Here is a sketch of solutions to the exam of 24 Aug 2015.
Q1. a) The scenario is p1, p2, q1, q2, p1. (n=1 at the end).
b) Then p1, p2, q1, p1, q2, p2, p1 terminates with n=0 at the end.
c) The scenario (p1, p2, p1, p2, q1)* looping. Then n becomes 1,
then 0, and q1 only tests it when n=0. This is fair, because both p and
q execute infinitely often.
Q2. a) Here is a sketch of a solution.
What happens at the bottom of the shaft is abbreviated.
protected object C
integer array[1..3] free := [2,2,2];
// array showing free places in each lift (numbered 1 through 3)
integer sumfree := 6;
// int variable showing total of free places (in any lift)
integer fun index;
// index is a function returning 0 if sumfree=0,
entry miner_top when sumfree > 0
sumfree--;
i:= index; //find free lift i;
free(i)--;
print("on" i)
entry lift_arrive (i)
free(i)=2;
sumfree++ ++
entry lift_depart (i) when free(i)=0
// go down, then:
print("off" i)
print("off" i)
proc lift(i)
loop
lift_depart(i);
lift_arrive(i)
proc miner;
miner_top
Q2 b) There are several solutions possible. For example, sumfree can
be mimicked by a signal for sumfree ++, and by a wait for sumfree --.
The array free can be guarded by one semaphore, while three others
record whether free(i)=0. Call index only when you have exclusive
access to sumfree; release this only after miner_top.
Q3. The table is
s1=(p2, q2, 0) (p3, q2, 2)=s2 (p2, q3, 5)=s3
s2=(p3, q2, 2) (p5, q2, 2)=s4 (p3, q3, 7)=s5
s3=(p2, q3, 5) (p3, q3, 3)=s6 (p2, q5, 5)=s7
s4=(p5, q2, 2) (p2, q2, 0)=s1 (p5, q3, 7)=s8
s5=(p3, q3, 7) (p5, q3, 7)=s8 no move
s6=(p3, q3, 3) no move (p3, q5, 3)=s9
s7=(p2, q5, 5) (p3, q5, 3)=s9 (p2, q2, 4)=s10
s8=(p5, q3, 7) (p2, q3, 5)=s3 no move
s9=(p3, q5, 3) no move (p3, q2, 2)=s2
s10=(p2, q2, 4) (p3, q2, 2)=s2 (p2, q3, 5)=s3
Q 3 b) There is no state (p5, q5, sn) in the table. Remember that p5
and q5 are in the critical section; the process only leaves that after
executing p5 or q5.
Q3 c) There is no state where neither p nor q can move.
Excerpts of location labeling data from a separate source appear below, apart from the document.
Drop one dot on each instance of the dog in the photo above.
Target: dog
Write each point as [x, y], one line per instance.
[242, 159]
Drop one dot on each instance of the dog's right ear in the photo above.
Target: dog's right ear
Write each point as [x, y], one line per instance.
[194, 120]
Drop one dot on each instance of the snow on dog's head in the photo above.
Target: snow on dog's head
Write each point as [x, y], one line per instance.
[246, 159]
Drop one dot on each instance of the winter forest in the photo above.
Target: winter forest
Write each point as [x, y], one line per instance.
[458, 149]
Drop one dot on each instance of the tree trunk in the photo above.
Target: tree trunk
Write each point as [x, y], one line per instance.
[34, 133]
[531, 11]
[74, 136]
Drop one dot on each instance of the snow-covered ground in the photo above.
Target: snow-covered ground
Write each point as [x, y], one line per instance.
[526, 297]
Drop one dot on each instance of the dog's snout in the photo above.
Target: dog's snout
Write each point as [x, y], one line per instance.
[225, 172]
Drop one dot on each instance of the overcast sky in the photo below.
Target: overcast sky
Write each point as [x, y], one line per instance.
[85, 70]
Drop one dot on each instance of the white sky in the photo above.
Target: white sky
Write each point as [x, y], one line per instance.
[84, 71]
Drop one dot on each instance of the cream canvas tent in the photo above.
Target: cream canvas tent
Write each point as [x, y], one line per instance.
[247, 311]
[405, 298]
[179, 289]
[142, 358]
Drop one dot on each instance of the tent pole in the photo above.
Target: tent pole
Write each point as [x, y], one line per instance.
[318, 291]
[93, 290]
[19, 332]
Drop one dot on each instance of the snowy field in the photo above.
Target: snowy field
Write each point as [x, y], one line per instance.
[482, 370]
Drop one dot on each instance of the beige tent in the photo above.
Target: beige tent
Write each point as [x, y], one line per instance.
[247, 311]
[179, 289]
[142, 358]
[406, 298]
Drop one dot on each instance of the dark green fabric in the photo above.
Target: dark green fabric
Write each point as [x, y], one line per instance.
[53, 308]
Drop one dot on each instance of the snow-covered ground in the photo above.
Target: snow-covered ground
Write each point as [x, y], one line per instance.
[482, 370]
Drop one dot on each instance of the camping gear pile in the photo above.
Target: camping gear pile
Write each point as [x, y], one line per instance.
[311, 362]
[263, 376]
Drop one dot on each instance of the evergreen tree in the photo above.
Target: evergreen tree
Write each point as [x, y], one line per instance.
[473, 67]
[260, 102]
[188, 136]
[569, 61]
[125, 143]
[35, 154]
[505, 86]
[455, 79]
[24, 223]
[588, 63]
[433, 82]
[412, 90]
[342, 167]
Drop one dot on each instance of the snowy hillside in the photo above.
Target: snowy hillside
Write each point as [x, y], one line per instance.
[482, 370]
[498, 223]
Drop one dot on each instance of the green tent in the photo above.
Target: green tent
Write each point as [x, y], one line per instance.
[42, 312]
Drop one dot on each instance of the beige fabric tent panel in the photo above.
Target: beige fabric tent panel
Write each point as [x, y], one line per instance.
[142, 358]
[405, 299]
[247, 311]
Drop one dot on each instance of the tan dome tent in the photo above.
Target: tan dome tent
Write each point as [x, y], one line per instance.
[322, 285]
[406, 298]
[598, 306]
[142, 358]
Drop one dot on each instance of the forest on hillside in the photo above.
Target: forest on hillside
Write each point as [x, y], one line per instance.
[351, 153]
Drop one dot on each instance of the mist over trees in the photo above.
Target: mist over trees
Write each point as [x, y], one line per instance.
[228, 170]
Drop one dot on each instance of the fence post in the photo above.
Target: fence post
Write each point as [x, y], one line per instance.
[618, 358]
Q4 a) To get to p3 and q3, we have either
p2 and q3 followed by doing p2. q3 implies S=5
or S=7. Then p2 makes S=3.
or
p3 and q2 followed by doing q2. p3 implies S=2
or S=3. In either case, q2 makes S=7.
Q4 b) If p3 and q5, we may assume S=3. Then p3 has to wait until q5
runs and makes S=2.
Q4 c) Suppose p3, q1. So S=2, given. If q1 loops, it cannot reset
S. (Remember that protocol variables are only to be accessed in pre-
or post-protocols). So p3 will move on to p5. We need to assume
fairness, otherwise q could hog all the CPU time.
Q5. a) Assign a channel to each node, and a process to each arc.
The channels are of type unit (they transmit beeps), but they can be
declared to be of type int, bool, .... We won't use the value.
For the arc (i, j) we have a process
process P(i,j) //where i and j are channels of unit
unit dummy;
i => dummy; // read from channel i
loop forever
j <= dummy; // write to channel j
We also need
process Start (k) //where k is a channel of unit
loop forever
k <= dummy; // write to channel k
and
process End (l) //where l is a channel of unit
l <= dummy; // read from channel l
print ("ok")
So to check if there is a path from k to l, Start floods k with beeps.
All arcs from k will relay this fllod on to their end nodes. Flood the
whole graph until a beep reaches l. Then we know there is a path.
Q5 b) The arcs don't synchronise with each other, so the channels can
be synchronous or asynchronous.
Q5 c) For this, the channels are of type int. Start floods 0 onto k.
Each arc (i,j) receives dummy and sends dummy+1. The end node gets a
number giving the length of the path that reached it.
Q6. a)
process S(k, l)
int x;
loop
read(k, x);
if x = l
then
print("ok");
break
else
k := x
end loop
This will start at x (=k to start with) and look for an arc leading
away. If it finds l, great, otherwise just keep going till there are no
arcs left (hang).
If there is a path k to l, some run of S will find it (by fairness
assumption).
Q6 b) This is simply part a except that instead of running S
repeatedly, we run all the repetitions in parallel.
Q6 is almost not about Linda, but about general ideas of parallel search.